A propos des « 25 thèses sur "La révolution mondiale" » d'E. Mandel

Stéphane Just


Les soviets, les conseils ouvriers

Après avoir répété au commencement de la Thèse 9 sensiblement la même chose, le camarade Ernest Mandel nous livre une de ses pensées profondes :

« La combinaison de ces facteurs, stimulés par le renforcement de l'avant‑garde révolutionnaire, a con­féré aux luttes ouvrières une impétuosité anti‑bureau­cratique et anti‑capitaliste accrue, dont la source ma­térielle provient du besoin objectif et de la capacité du prolétariat à centraliser démocratiquement (c'est­-à‑dire à planifier) l'autogestion de la société et de l'économie. Pour cette raison fondamentale, la prochaine vague de la révolution socialiste se dévelop­pera avec un niveau quantitativement supérieur de la force et de la conscience du prolétariat que lors de la vague de 1917‑1923, sans parier de celle qui suivit la Deuxième Guerre mondiale. »
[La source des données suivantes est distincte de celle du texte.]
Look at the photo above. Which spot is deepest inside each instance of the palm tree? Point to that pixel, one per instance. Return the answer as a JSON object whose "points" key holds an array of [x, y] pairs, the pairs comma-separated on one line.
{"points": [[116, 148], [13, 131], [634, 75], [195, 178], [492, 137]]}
(dont Mandel a déjà dit qu'il était qualitativement inférieur à celui des années 1917-­1918). Ce n'est pas rien. Mais que signifie « centraliser démocratiquement (c'est‑à-­dire planifier) l'autogestion de la société et de l'économie ». Jusqu'alors, les marxistes pensaient, écrivaient, disaient que le prolétariat, lorsqu'il prend le pouvoir et exproprie le capital, gère la société et l'économie. Est‑ce simplement un superlatif mais qui, au fond, voudrait dire la même chose ? Certainement pas. C'est quelque chose de nouveau et de fondamentalement nouveau, puisque cela découle « d'un besoin objectif », et que « Pour cette raison fondamentale, la prochaine vague de la révolution se développe à un niveau qualitativement supérieur de la force et de la conscience de classe du prolétariat que lors de la vague de 1917‑1923. » Cherchons de quoi il s'agit.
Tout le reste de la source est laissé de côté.